Picture by Victor Sobchak




9 June 2012
playstosee.com
(No stars, very positive)

Jacob Taee (Vassily) and Nicholas Kempsey (Satin)

behind: Jacqueline Coombs (Tatiana) front: Ellen Sussams (Katya)

photos: Victor Sobchak

The Lower Depths by Maxim Gorky is the Russian radical writer's most famous stage play and remains an essential and influential part of twentieth century drama. The play's tough, uncompromising naturalism depicts the misery of the dregs of the socially and economically dispossessed (alcoholics, former prisoners, and a prostitute) living in a housing shelter at the bottom of society and viciously exploited by a landlord and landlady: it caused great controversy when it first opened. There is no doubting Gorky's trenchant social and political criticism of Tsarist Russia which comes close to suggesting the inevitability of the need for revolutionary change. The original production at the Moscow Arts Theatre helped consolidate the career of Stanislavki, who both directed and starred; while it laid the way for the literary style known as socialist realism. It has been staged and adapted into widely different national contexts throughout the world and important films of it have been made by such directors as Jean Renoir, Cheetan Anand, Akira Kurosawa and Huang Zolin.

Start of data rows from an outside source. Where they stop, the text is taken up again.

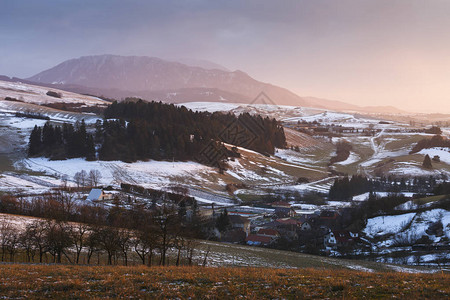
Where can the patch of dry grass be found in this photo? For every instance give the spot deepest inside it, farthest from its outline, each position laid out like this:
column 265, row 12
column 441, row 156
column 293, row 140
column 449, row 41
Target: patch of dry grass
column 60, row 281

Gorky's star has declined in recent years, so it is highly commendable that this adventurous and ambitious fringe theatre company, Theatre Collection, have chosen to give us a rare chance to see this classic European play. There are 13 actors in the large cast and directors Victor Sobchak and Shaban Arifi have created an exciting, visceral piece of theatre within a limited stage space. The text has not only been thoughtfully cut to make it manageable, but has had its translation sharpened to bring it up to date. The directors boldly see the play as relevant to today: the gradual erosion of living standards, government austerity plans and economic cuts which are forcing more and more people into despair and hardship as they drop into the 'lower depths' of society.

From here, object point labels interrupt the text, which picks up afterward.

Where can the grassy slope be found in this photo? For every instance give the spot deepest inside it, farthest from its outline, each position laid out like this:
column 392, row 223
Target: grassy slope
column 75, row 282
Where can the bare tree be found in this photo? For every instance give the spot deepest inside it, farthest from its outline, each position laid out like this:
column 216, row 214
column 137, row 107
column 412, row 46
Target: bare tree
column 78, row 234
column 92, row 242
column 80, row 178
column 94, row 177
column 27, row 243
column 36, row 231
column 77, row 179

There is some sharp character acting here in an effective ensemble piece and this is crucial as the richly depicted characters and the interaction between them are at the play's centre. It seems unfair to single out some actors rather than others, but I particularly liked Jacob Taee's Vassily, played as a noble, romantic and emotionally needy thief (who looks much like the youthful Gorky) and Martin Foreman's Luka, the old man/tramp, a monk-like spiritual figure whose questions prompt much of the action. Mark Forester- Evans (Dimitry) and Casey Dearing (Olga) create a memorably nasty pairing of landlord and landlady. Ellen Sussam's Katya is a beautiful, feisty but nervy prostitute, while Nicholas Kempsey's Satin is the deeply angry con-man with surprising potential for political consciousness. Jacob Trennery puts on his airs and graces successfully as the former aristocrat come alcoholic and Jacqueline Coomb's Tatyana is the strong and resourceful woman who will eventually profit from disaster. The directorial decision to use a wide range of English accents both regional and in terms of social class is an effective one; descent into these depths can happen to anyone.

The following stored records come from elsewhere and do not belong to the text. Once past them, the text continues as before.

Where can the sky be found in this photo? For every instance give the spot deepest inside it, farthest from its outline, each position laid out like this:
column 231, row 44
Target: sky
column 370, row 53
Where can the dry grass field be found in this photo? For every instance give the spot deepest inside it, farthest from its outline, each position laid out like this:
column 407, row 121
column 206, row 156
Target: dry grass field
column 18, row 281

In the end the play is certainly gloomy, but this is alloyed by mordant humour, the passion of the characters and their resilience to the life they lead. Some of them may need illusions in order to get through their miserable days and some may dream about personal or political or social change: these stories are the stuff of their lives. This cogent production successfully brings out the urgency and vitality of Gorky's most important play.